As with the teacher network, policy.noise_scheduler contains most of the specialized hyperparameters. Increasing the number of bins increases training convergence time as well as the accuracy of the converged model, though both of these effects vary in size. Additionally, policy.losses lists the objectives that are taken into account (dsm and ctm) as well as their multipliers: these correspond to $\alpha$ and $\beta$ in Eq. 8 of the paper and allow you to adjust the relative weighting of the losses.

By default, you are training and evaluating a single-step network. For multi-step inference, see the Deploying section below.

Baseline Network (DDiM)

The baseline network is largely the same as in Diffusion Policy's implementation, and uses the Hugging Face DDiM noise scheduler. policy.num_inference_steps plays a similar role to the teacher network's policy.noise_scheduler.bins. The number of inference steps can be changed at test time and increases both accuracy and inference time. The baseline network cannot be used for distilation but can be useful to check your setup with, since it doesn't require the training of both a teacher and student network.

Deploying

Once you have trained a policy, you can use the get_policy function in consistency_policy.utils to load an inference-ready version of the policy from a checkpoint. If you wish to change any of the test-time hyperparameters of the policy, you can pass in a new config with your desired changes. By default, get_policy loads the config that the model was trained with, activates inference mode, and deactivates online rollouts.

We also include a PolicyWrapper that wraps a provided policy with action and observation chunking. example.ipynb shows an example of loading a policy, wrapping it, and generating new actions; starter code is also copied below:

import torch
from torch import nn
from diffusion_policy.dataset.base_dataset import BaseImageDataset, LinearNormalizer
from consistency_policy.utils import get_policy, rmat_to_quat, rot6d_to_rmat
from consistency_policy.policy_wrapper import PolicyWrapperRobomimic
import numpy as np

ckpt_path = 'outputs/ctm/checkpoints/epoch=0200-val_mse_error=0.228.ckpt'

policy = get_policy(ckpt_path)

device = 'cuda' if torch.cuda.is_available() else 'cpu'
policy = policy.to(device)
policy.eval()
for param in policy.parameters():
    param.requires_grad = False

pw = PolicyWrapperRobomimic(policy, n_obs=2, n_acts=8, d_pos=6, d_rot=6, device=device)

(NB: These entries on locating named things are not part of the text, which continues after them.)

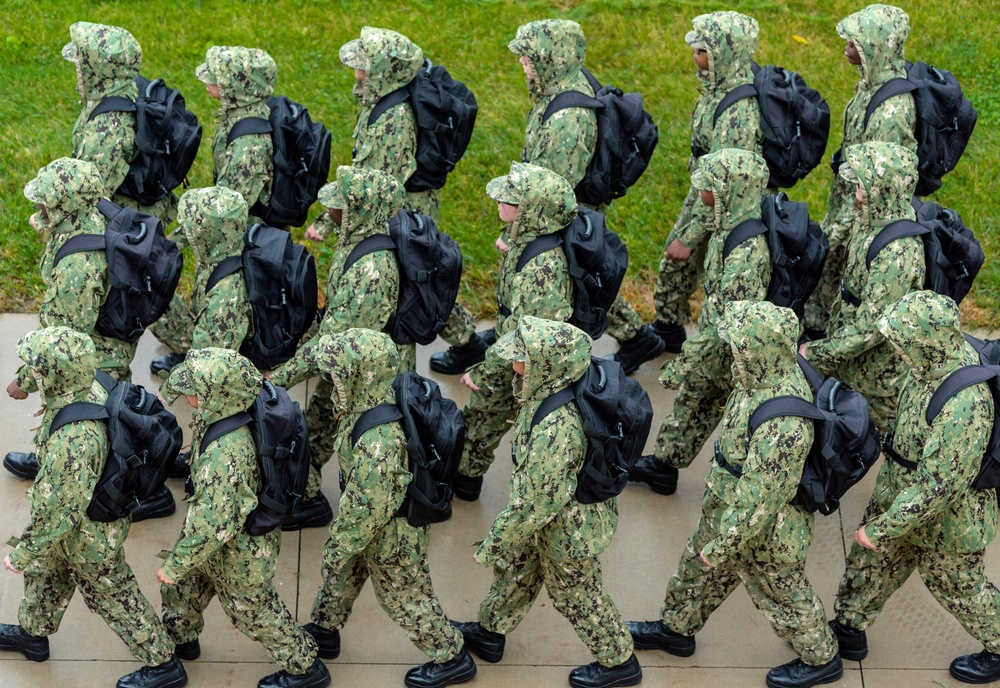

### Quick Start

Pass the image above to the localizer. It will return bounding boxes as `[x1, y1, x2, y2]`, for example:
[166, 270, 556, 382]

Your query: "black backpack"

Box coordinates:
[860, 199, 986, 305]
[226, 96, 330, 227]
[715, 356, 881, 516]
[49, 370, 183, 523]
[865, 62, 979, 196]
[200, 380, 309, 535]
[722, 192, 830, 319]
[352, 371, 465, 527]
[368, 60, 479, 192]
[512, 207, 628, 339]
[531, 358, 653, 504]
[712, 63, 830, 188]
[87, 75, 201, 206]
[544, 68, 659, 206]
[205, 223, 317, 370]
[344, 210, 462, 344]
[53, 198, 184, 342]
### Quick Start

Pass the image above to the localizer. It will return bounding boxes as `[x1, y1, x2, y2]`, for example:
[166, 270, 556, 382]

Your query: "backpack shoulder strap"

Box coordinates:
[722, 218, 767, 260]
[368, 86, 410, 126]
[514, 232, 563, 272]
[712, 84, 757, 127]
[226, 117, 274, 147]
[351, 401, 403, 447]
[863, 77, 917, 129]
[344, 234, 396, 272]
[205, 256, 243, 293]
[865, 220, 931, 267]
[198, 411, 253, 452]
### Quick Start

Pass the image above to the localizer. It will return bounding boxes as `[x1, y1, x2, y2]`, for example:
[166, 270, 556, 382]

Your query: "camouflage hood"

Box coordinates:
[691, 148, 770, 232]
[316, 328, 399, 416]
[340, 26, 424, 105]
[840, 141, 917, 227]
[685, 12, 760, 92]
[875, 291, 971, 380]
[24, 158, 105, 234]
[507, 19, 587, 96]
[177, 186, 248, 270]
[17, 326, 97, 409]
[837, 5, 910, 88]
[495, 315, 593, 404]
[486, 162, 577, 245]
[719, 301, 799, 389]
[62, 22, 142, 102]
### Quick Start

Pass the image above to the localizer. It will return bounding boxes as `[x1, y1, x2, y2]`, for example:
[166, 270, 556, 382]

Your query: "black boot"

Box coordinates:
[281, 492, 333, 531]
[0, 624, 49, 662]
[302, 623, 340, 659]
[257, 659, 330, 688]
[948, 650, 1000, 683]
[3, 452, 38, 480]
[403, 650, 476, 688]
[625, 621, 695, 657]
[628, 454, 680, 494]
[430, 332, 496, 375]
[765, 654, 844, 688]
[118, 656, 187, 688]
[451, 621, 507, 664]
[569, 654, 642, 688]
[132, 485, 177, 523]
[612, 325, 664, 375]
[830, 619, 868, 662]
[650, 320, 687, 354]
[451, 473, 483, 502]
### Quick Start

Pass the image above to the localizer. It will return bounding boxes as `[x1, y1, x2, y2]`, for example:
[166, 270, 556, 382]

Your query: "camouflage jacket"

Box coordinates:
[674, 12, 763, 247]
[8, 326, 130, 571]
[271, 166, 413, 387]
[162, 348, 281, 585]
[823, 5, 917, 248]
[704, 301, 813, 565]
[205, 45, 278, 208]
[474, 316, 618, 566]
[865, 291, 997, 552]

# These must match the shape_meta you defined in your cfg
obs = {
    'base_pose': np.zeros(3),
    'arm_pos': np.zeros(3),
    'arm_quat': np.zeros(4),
    'gripper_pos': np.zeros(1),
    'base_image': np.zeros((84, 84, 3), dtype=np.uint8),
    'wrist_image': np.zeros((84, 84, 3), dtype=np.uint8),
}

action = pw.get_action(obs)

As mentioned earlier, a Consistency Policy can complete multi-step inference at test time. Before chaining is enabled, you must define the timesteps that you wish to chain at under policy.chaining_times. We found that even partitions of discretized time work well as a heurstic: thus, our default setting is policy.chaining_times = ['D',27,54] for three-step inference that chains from 0, 27, and 54 bins. Once you have set this parameter, you must call policy.enable_chaining() (PolicyWrapper supports this method as well). More details and an explanation of chaining can be found in our paper.

Bibtex

You can cite this work at

@inproceedings{prasad2024consistency,
  title     = {Consistency Policy: Accelerated Visuomotor Policies via Consistency Distillation},
  author    = {Prasad, Aaditya and Lin, Kevin and Wu, Jimmy and Zhou, Linqi and Bohg, Jeannette},
  booktitle = {Robotics: Science and Systems},
  year      = {2024},
}

License

This repository is released under the MIT license. See LICENSE for additional details.